Soñábamos con participar en la construcción de una nación mutilada. Vivíamos en la soledad y el aislamiento. El Golpe del 10 de marzo había aniquilado las últimas ilusiones asentadas en la posibilidad de solucionar los problemas más acuciantes mediante la implementación de reformas dentro del sistema.
El rescate de la plena soberanía, con la recuperación de los bienes del país, se articulaba por necesidad con el indispensable florecimiento de una cultura entendida como factor de cohesión social, que se sostiene en el reconocimiento de los valores edificados a lo largo de un prolongado decursar de luchas, instantes de plenitud y momentos de desencanto.
En tan difíciles circunstancias, los escritores y artistas, desafiando la miseria y el abandono, no dejaron de hacer obra. Ahí está. Reposa en nuestras bibliotecas y museos, en libros que amarillean y en las páginas de publicaciones periódicas, siempre precarias y de escasa difusión, expresiones de un tozudo empeño por hacer.
Para llevar adelante el trabajo, faltaba el auspicio. Faltaba también la presencia viva de un interlocutor. De reciente publicación, un libro de Ambrosio Fornet sobre cien años de cine destaca, en la estrategia diseñada por el Icaic, la importancia concedida a la construcción de un interlocutor crítico, destinatario privilegiado de las obras que habrían de hacerse. Los aspirantes a cineastas necesitaban el respaldo de una industria, pero también de un receptor que dialogara con sus producciones.
La cultura se edifica a través de una dialéctica de mutuo reconocimiento. Para cumplir ese propósito, el cine móvil franqueó el valladar derivado de las amplias zonas de silencio todavía existentes en el país. Así, por primera vez, llegó a muchas zonas campesinas. Garantizó una política de exhibición en las salas de cine, donde se presentó una muestra plural de lo más valioso de la cinematografía de la época.
En la práctica concreta, los espectadores tuvieron que afrontar el desafío de la complejidad, desarrollaron su capacidad de lectura y su espíritu crítico con el apoyo de programas de divulgación del lenguaje cinematográfico transmitidos por la televisión. De esa manera, exploraron las tendencias de la cinematografía mundial, se acercaron masivamente al cine de nuestra América y se interesaron apasionadamente por la cinematografía nacional. De ese intercambio activo nacieron obras que se volvieron primero hacia la afirmación de la nacionalidad, sin dejar por ello de problematizar la realidad.

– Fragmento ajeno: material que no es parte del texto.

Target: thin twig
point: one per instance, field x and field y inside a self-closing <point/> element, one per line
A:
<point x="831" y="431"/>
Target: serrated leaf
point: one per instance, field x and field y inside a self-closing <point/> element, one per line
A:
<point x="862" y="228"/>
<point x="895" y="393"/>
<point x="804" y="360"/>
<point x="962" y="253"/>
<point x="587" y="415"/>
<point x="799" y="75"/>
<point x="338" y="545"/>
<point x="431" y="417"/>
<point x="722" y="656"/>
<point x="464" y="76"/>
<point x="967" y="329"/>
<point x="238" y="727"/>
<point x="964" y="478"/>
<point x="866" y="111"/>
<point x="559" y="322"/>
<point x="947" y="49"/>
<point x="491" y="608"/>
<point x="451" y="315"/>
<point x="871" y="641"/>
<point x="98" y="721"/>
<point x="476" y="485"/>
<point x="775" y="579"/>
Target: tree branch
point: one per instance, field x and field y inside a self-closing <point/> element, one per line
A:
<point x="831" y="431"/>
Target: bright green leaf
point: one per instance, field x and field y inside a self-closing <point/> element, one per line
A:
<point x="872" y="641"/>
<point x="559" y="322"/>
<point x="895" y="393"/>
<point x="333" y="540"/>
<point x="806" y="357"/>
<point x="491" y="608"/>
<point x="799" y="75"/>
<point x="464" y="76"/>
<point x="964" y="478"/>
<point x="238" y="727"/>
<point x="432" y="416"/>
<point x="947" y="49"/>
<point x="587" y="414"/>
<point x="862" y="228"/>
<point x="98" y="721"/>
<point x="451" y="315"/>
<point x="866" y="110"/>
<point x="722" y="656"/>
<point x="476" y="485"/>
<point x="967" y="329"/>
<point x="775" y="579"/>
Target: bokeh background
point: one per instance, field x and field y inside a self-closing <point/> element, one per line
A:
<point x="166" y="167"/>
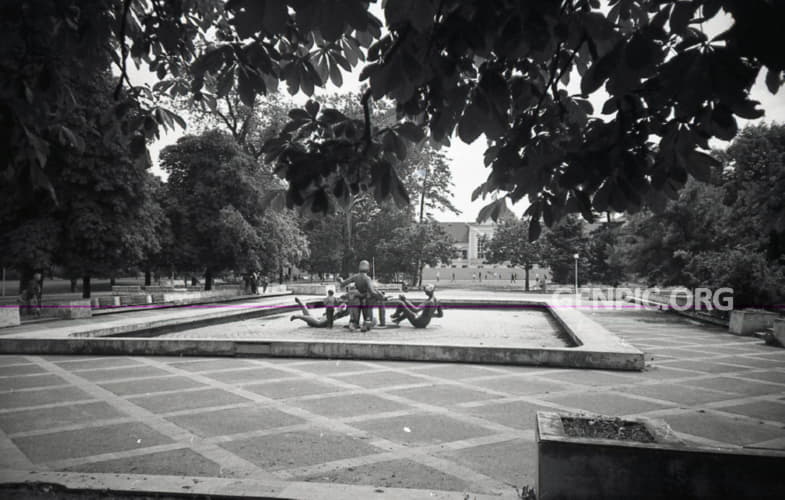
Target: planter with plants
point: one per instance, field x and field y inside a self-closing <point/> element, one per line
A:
<point x="582" y="456"/>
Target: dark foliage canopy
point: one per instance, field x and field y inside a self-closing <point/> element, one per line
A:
<point x="498" y="68"/>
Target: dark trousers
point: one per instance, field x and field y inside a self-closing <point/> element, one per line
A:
<point x="330" y="313"/>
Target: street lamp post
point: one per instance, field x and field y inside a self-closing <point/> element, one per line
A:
<point x="576" y="273"/>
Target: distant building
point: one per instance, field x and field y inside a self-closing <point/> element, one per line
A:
<point x="470" y="240"/>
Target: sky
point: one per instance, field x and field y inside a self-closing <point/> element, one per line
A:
<point x="466" y="160"/>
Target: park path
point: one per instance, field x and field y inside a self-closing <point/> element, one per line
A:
<point x="144" y="317"/>
<point x="388" y="424"/>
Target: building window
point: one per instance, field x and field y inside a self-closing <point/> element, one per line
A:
<point x="482" y="243"/>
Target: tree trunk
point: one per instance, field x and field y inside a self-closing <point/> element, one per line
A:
<point x="86" y="287"/>
<point x="348" y="247"/>
<point x="25" y="275"/>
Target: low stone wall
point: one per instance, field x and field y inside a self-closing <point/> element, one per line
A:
<point x="9" y="315"/>
<point x="311" y="288"/>
<point x="187" y="297"/>
<point x="749" y="321"/>
<point x="604" y="293"/>
<point x="67" y="309"/>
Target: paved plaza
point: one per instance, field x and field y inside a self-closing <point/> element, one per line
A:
<point x="463" y="428"/>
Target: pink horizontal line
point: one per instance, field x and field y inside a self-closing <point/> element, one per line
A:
<point x="388" y="306"/>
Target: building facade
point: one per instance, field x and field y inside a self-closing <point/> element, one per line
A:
<point x="470" y="240"/>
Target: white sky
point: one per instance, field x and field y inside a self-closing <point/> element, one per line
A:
<point x="466" y="160"/>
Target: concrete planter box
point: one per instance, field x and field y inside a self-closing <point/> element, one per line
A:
<point x="778" y="331"/>
<point x="586" y="468"/>
<point x="604" y="293"/>
<point x="9" y="315"/>
<point x="749" y="321"/>
<point x="72" y="309"/>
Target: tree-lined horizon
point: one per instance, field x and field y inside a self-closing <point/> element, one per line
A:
<point x="443" y="70"/>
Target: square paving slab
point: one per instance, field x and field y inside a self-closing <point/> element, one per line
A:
<point x="349" y="405"/>
<point x="151" y="385"/>
<point x="298" y="449"/>
<point x="47" y="418"/>
<point x="422" y="429"/>
<point x="234" y="421"/>
<point x="88" y="442"/>
<point x="187" y="400"/>
<point x="181" y="462"/>
<point x="393" y="474"/>
<point x="22" y="399"/>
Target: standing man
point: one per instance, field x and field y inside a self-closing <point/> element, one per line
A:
<point x="329" y="307"/>
<point x="365" y="292"/>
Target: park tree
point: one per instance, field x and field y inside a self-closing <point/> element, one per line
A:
<point x="218" y="218"/>
<point x="104" y="216"/>
<point x="754" y="185"/>
<point x="409" y="247"/>
<point x="722" y="233"/>
<point x="658" y="246"/>
<point x="560" y="244"/>
<point x="604" y="259"/>
<point x="510" y="243"/>
<point x="453" y="67"/>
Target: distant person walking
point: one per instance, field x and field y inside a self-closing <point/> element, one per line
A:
<point x="330" y="302"/>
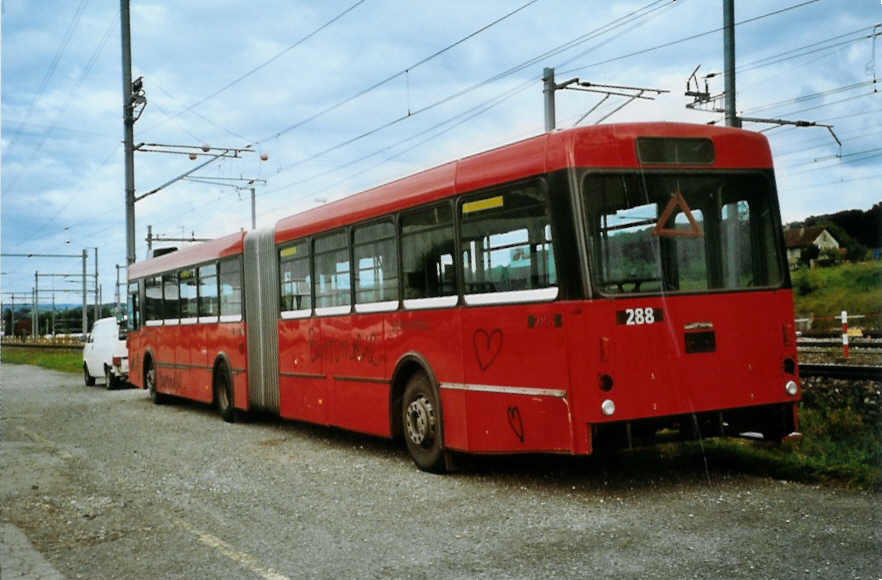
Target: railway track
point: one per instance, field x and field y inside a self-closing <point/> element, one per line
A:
<point x="837" y="371"/>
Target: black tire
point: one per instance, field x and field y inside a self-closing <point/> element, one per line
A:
<point x="109" y="379"/>
<point x="223" y="393"/>
<point x="421" y="424"/>
<point x="87" y="378"/>
<point x="150" y="384"/>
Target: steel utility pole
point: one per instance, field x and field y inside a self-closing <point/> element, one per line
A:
<point x="85" y="306"/>
<point x="129" y="124"/>
<point x="97" y="297"/>
<point x="732" y="119"/>
<point x="36" y="318"/>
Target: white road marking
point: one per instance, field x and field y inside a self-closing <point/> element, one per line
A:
<point x="245" y="560"/>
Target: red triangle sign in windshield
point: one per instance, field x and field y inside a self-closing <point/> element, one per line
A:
<point x="660" y="229"/>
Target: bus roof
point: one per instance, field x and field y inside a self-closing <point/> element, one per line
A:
<point x="607" y="146"/>
<point x="205" y="252"/>
<point x="602" y="146"/>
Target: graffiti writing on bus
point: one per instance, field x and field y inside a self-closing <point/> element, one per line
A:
<point x="361" y="348"/>
<point x="487" y="346"/>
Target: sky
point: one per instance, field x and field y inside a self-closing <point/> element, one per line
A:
<point x="343" y="95"/>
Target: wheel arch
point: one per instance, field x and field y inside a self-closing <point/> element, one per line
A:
<point x="147" y="359"/>
<point x="406" y="366"/>
<point x="220" y="361"/>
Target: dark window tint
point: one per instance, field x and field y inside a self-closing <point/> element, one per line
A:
<point x="376" y="263"/>
<point x="208" y="304"/>
<point x="653" y="233"/>
<point x="188" y="292"/>
<point x="506" y="242"/>
<point x="427" y="251"/>
<point x="231" y="287"/>
<point x="170" y="297"/>
<point x="153" y="298"/>
<point x="294" y="277"/>
<point x="332" y="271"/>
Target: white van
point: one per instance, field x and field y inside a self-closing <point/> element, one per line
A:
<point x="106" y="353"/>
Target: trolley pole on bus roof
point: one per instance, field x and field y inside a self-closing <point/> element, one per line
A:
<point x="548" y="89"/>
<point x="732" y="119"/>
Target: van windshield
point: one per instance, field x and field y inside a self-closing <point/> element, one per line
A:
<point x="654" y="233"/>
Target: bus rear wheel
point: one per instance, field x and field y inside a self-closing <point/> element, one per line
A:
<point x="421" y="424"/>
<point x="223" y="393"/>
<point x="150" y="384"/>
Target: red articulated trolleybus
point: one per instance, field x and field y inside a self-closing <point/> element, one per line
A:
<point x="578" y="289"/>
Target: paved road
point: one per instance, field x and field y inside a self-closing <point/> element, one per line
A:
<point x="106" y="485"/>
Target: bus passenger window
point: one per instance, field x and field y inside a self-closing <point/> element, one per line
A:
<point x="427" y="251"/>
<point x="294" y="278"/>
<point x="187" y="289"/>
<point x="208" y="292"/>
<point x="134" y="312"/>
<point x="153" y="298"/>
<point x="376" y="264"/>
<point x="331" y="283"/>
<point x="506" y="244"/>
<point x="170" y="298"/>
<point x="231" y="289"/>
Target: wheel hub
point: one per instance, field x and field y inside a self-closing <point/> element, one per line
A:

En una etapa de progresiva institucionalización, se acentuó el acercamiento costumbrista a la contemporaneidad.
Camino similar siguieron las estrategias en torno al fomento de los hábitos de lectura. El triunfo de la Revolución, la Campaña de Alfabetización y la asunción consciente del destino de la nación despertaron un poderoso afán de reconocimiento. Al término del horario laboral, los trabajadores completaban su escolarización. De las imprentas nacionalizadas salían ediciones masivas de los clásicos de la literatura universal, donde no faltaron las obras maestras de la literatura norteamericana, pero que tuvieron en cuenta también, de acuerdo con un proyecto descolonizador, los escritores latinoamericanos y aquellos otros, entonces desconocidos, procedentes del continente africano.

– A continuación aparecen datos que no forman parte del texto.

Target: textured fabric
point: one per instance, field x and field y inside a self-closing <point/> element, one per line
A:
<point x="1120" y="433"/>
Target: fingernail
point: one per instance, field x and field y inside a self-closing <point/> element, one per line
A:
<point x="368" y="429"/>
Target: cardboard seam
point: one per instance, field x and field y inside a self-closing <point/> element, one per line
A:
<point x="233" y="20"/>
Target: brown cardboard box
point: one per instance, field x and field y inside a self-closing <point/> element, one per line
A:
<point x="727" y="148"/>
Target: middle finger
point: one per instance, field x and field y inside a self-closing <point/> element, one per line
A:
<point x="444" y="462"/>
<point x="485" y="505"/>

Viví los tiempos de la soledad. La conocí en un hogar donde los artistas compartían las angustias del empecinamiento en seguir haciendo obra a pesar del silencio y la adversidad. Compartí con mis coetáneos la lectura de manuscritos que tan solo habrían de ver la luz después del triunfo de la Revolución y frecuenté los precarios cineclubes destinados a proseguir el aprendizaje, aunque se careciera de vías de realización inmediata.
Esa realidad era resultante de una República sumida en el subdesarrollo, vuelta de espalda a los grandes problemas de la educación y la cultura, inseparables la una de la otra. Era también, no lo sabíamos entonces, derivación última de la condición colonial, puesto que similar era la condición de un mundo que, a la vuelta de los ‘50 del pasado siglo, luchaba por alcanzar la plena soberanía.

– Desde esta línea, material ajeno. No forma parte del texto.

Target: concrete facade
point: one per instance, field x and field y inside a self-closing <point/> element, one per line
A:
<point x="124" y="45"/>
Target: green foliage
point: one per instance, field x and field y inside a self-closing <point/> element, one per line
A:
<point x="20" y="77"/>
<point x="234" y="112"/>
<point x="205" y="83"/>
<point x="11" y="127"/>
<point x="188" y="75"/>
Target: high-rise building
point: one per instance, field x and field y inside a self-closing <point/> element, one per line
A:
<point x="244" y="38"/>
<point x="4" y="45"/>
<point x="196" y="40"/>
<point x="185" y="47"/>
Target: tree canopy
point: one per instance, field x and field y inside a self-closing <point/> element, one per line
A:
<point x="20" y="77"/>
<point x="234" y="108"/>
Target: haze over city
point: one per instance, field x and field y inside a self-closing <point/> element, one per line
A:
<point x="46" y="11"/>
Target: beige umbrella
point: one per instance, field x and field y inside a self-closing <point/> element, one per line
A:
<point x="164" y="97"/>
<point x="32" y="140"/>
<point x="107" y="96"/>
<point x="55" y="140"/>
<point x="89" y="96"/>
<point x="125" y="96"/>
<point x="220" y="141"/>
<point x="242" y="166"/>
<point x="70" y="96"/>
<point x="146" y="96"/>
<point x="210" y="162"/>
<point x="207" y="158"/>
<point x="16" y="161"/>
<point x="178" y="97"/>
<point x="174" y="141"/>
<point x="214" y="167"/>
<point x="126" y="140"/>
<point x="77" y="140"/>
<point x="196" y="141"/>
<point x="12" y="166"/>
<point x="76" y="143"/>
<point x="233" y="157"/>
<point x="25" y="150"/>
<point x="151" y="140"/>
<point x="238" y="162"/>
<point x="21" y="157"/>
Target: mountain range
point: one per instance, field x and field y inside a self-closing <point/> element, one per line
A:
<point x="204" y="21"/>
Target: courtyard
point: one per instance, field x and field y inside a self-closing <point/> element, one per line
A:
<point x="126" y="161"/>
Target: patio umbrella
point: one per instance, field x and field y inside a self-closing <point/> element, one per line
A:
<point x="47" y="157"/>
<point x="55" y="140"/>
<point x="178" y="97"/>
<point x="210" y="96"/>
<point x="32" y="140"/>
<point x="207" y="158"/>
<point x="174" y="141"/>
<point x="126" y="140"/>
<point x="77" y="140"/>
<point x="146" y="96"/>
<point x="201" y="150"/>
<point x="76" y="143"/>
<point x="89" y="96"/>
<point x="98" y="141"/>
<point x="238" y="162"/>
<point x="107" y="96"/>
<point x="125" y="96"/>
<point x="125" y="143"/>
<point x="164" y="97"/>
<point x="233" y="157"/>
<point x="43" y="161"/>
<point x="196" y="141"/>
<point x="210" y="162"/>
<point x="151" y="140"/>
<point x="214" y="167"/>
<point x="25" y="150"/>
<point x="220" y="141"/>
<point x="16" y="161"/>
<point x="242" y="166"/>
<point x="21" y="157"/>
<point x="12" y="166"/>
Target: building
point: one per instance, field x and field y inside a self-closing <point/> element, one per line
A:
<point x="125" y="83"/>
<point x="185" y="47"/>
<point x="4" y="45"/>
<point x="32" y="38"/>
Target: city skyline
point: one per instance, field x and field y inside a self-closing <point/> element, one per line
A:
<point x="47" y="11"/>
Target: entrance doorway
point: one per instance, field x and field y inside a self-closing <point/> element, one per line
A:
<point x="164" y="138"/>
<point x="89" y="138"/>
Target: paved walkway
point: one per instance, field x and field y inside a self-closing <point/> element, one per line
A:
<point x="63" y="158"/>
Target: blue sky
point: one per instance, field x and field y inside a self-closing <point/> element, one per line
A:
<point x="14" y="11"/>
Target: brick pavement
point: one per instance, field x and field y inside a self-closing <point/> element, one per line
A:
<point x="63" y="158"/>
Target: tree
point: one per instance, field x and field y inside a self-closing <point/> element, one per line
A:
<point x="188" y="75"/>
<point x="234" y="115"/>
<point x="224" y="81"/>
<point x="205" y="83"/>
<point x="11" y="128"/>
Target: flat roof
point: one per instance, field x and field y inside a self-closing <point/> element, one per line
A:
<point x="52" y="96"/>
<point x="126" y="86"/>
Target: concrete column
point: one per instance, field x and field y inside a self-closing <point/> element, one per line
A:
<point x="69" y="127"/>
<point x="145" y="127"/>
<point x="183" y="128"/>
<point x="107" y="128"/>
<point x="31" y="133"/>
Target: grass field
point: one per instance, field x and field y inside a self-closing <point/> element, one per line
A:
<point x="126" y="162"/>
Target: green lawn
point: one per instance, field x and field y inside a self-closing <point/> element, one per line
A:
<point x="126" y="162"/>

Un día, el Quijote echó a andar por las calles y muchos fueron quienes por primera vez se apropiaron de un libro. De ahí que la esencia de la obra cultural de la Revolución haya consistido en construir un interlocutor para la creación artística. En ese contexto, los intelectuales encontraron su razón de ser y asumieron, como corresponde, su responsabilidad ante la sociedad.
En el camino no han faltado malentendidos, interferencias dogmáticas y tropiezos burocráticos. En las etapas más complejas, el diálogo ha permitido superar escollos, en el entendido común de que se trata, ante todo, de salvaguardar las conquistas de una Revolución asediada.
Territorio de la espiritualidad, la cultura es ancla de la nación. A ella nos debemos ante todo.